Bank of Japan helpless as yen rise continues: UBS, Barclays
The Bank of Japan may be powerless to prevent the yen from rising to a 13-year high, according to the world's biggest foreign-exchange traders.
Deutsche Bank AG, UBS AG and Barclays Plc predict the yen will recover from its steepest weekly decline since 1999 as investors reduce carry trades that fund purchases of higher-yielding assets by borrowing in Japan. The currency will appreciate to 90 per dollar from 97.74 today in Tokyo even if the Bank of Japan intervenes to stem the biggest annual gain since 1998, they said.

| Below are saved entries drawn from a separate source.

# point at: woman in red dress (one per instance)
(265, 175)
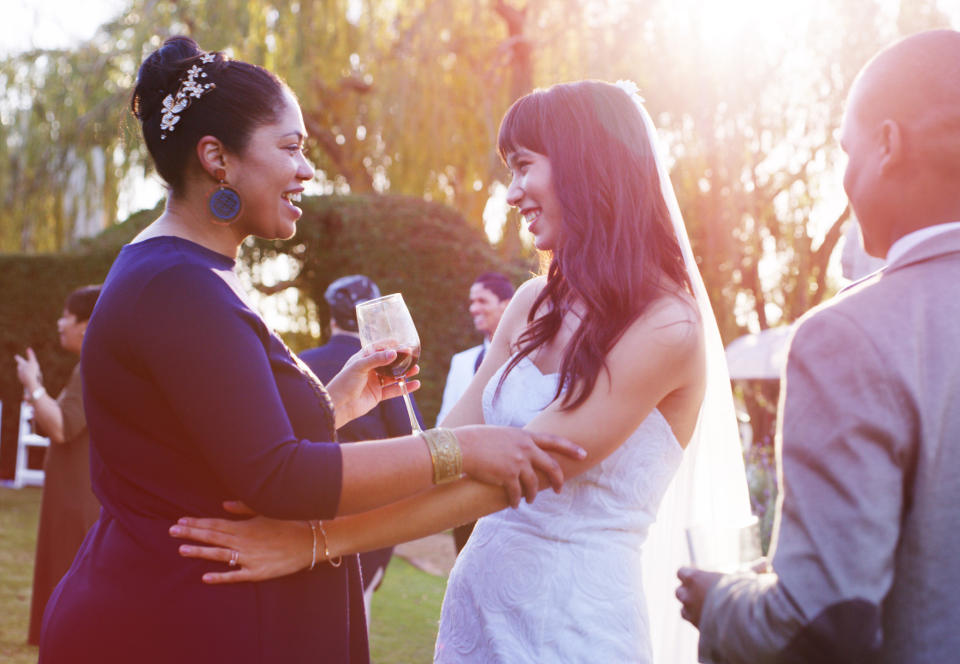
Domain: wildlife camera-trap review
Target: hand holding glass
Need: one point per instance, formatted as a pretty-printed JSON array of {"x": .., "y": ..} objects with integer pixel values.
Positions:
[{"x": 385, "y": 324}]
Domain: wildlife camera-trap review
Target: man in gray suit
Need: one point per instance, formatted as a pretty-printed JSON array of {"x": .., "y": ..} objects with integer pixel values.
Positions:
[{"x": 866, "y": 563}]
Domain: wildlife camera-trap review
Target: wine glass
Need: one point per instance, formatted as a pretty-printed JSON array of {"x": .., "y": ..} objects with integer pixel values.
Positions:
[{"x": 385, "y": 324}]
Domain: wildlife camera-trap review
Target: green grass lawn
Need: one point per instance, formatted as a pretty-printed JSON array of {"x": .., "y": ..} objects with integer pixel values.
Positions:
[{"x": 405, "y": 609}]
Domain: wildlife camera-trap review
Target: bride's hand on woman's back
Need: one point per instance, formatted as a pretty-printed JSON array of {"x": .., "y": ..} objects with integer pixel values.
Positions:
[{"x": 512, "y": 458}]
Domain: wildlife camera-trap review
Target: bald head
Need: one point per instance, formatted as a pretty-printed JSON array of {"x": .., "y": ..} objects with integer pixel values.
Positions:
[
  {"x": 901, "y": 133},
  {"x": 916, "y": 83}
]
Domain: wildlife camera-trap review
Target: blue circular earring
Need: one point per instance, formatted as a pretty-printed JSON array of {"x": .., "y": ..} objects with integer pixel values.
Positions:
[{"x": 224, "y": 202}]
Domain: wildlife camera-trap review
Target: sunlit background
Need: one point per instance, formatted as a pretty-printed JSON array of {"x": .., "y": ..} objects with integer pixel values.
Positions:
[{"x": 748, "y": 95}]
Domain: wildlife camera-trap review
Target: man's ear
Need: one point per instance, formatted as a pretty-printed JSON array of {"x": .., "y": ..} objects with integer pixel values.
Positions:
[
  {"x": 891, "y": 146},
  {"x": 212, "y": 155}
]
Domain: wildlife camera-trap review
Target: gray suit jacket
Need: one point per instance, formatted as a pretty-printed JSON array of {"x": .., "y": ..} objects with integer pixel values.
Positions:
[{"x": 867, "y": 537}]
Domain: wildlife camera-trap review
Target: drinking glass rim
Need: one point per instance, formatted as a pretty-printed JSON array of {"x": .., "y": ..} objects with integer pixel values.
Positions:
[{"x": 377, "y": 300}]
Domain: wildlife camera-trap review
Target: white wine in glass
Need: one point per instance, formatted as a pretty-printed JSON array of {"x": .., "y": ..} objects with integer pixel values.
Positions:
[{"x": 385, "y": 324}]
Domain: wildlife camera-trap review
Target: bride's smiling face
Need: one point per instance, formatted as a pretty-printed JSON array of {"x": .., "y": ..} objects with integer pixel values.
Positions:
[{"x": 531, "y": 190}]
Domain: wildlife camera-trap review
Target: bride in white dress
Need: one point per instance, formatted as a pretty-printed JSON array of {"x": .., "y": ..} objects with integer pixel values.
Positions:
[
  {"x": 564, "y": 579},
  {"x": 616, "y": 348}
]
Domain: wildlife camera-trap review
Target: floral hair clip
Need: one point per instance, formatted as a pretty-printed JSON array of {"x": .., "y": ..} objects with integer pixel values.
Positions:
[
  {"x": 632, "y": 91},
  {"x": 190, "y": 88}
]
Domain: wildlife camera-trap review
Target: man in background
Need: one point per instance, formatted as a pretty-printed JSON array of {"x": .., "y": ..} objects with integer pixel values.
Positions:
[
  {"x": 865, "y": 565},
  {"x": 387, "y": 420},
  {"x": 489, "y": 296}
]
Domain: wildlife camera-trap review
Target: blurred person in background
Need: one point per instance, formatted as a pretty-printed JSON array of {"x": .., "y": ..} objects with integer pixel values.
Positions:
[
  {"x": 489, "y": 296},
  {"x": 864, "y": 557},
  {"x": 69, "y": 507}
]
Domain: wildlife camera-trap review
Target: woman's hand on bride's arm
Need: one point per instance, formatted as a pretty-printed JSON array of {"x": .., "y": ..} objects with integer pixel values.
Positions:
[
  {"x": 512, "y": 458},
  {"x": 265, "y": 548},
  {"x": 357, "y": 388}
]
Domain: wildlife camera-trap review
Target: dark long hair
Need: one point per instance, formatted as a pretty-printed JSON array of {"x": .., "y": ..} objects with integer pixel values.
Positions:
[{"x": 616, "y": 250}]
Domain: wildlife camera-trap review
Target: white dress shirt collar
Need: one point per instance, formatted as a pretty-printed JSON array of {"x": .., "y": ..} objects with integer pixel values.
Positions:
[{"x": 910, "y": 240}]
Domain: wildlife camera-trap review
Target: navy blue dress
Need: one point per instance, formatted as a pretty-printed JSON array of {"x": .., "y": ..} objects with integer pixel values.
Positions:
[
  {"x": 388, "y": 420},
  {"x": 192, "y": 400}
]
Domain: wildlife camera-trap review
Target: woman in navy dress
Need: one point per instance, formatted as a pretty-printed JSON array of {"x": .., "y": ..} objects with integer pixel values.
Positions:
[{"x": 192, "y": 400}]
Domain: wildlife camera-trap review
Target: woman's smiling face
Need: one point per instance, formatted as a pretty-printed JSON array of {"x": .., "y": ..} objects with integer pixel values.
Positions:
[
  {"x": 271, "y": 173},
  {"x": 531, "y": 190}
]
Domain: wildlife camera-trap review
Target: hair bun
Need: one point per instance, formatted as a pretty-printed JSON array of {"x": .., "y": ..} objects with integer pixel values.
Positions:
[{"x": 160, "y": 74}]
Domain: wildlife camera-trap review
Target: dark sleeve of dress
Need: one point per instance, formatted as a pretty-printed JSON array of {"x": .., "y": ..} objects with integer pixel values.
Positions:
[
  {"x": 70, "y": 401},
  {"x": 395, "y": 418},
  {"x": 208, "y": 355}
]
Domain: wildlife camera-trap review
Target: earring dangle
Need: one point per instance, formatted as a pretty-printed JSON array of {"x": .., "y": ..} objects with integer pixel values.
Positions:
[{"x": 225, "y": 202}]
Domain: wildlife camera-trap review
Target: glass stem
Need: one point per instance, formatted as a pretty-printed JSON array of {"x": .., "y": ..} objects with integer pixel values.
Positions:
[{"x": 414, "y": 425}]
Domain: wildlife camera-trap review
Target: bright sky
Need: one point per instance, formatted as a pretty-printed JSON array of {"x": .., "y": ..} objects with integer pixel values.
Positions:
[{"x": 51, "y": 23}]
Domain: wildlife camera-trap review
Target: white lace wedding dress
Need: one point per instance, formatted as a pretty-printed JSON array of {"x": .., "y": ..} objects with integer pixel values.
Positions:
[{"x": 560, "y": 580}]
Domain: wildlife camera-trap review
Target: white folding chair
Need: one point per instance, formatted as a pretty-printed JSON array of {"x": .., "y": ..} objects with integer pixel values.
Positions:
[{"x": 27, "y": 437}]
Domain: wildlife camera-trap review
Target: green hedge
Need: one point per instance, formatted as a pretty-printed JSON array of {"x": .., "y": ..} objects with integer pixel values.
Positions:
[{"x": 425, "y": 250}]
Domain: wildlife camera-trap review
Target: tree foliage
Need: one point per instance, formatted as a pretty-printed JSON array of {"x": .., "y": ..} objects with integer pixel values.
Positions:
[{"x": 405, "y": 97}]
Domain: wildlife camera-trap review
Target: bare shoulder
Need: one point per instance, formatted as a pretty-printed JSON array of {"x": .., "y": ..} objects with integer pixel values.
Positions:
[
  {"x": 515, "y": 317},
  {"x": 672, "y": 321}
]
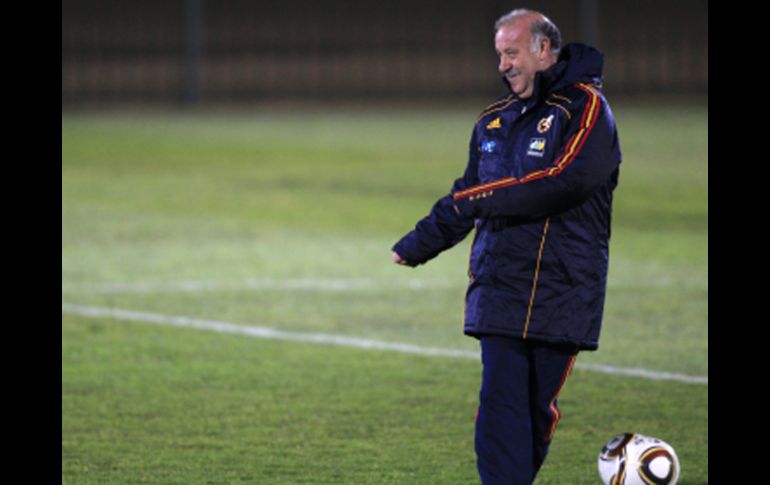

"Once the market realizes that we're now in a global recession, there's further deleveraging to come," said Geoff Kendrick, a senior currency strategist in London at UBS, the second-biggest trader in the $3.2 trillion-a-day market. Traders "are capitulating" after five years of bets against the yen, he said in a Nov 4 interview. The currency's 14 percent gain against the dollar this year and 30 percent advance versus the euro prompted Japan's government to announce last month it may buy or sell currencies to influence exchange rates, as the world's second-largest economy stumbled. Gross domestic product shrank by an annualized 3 percent in the second quarter as exports dropped 2.5 percent, according to government data.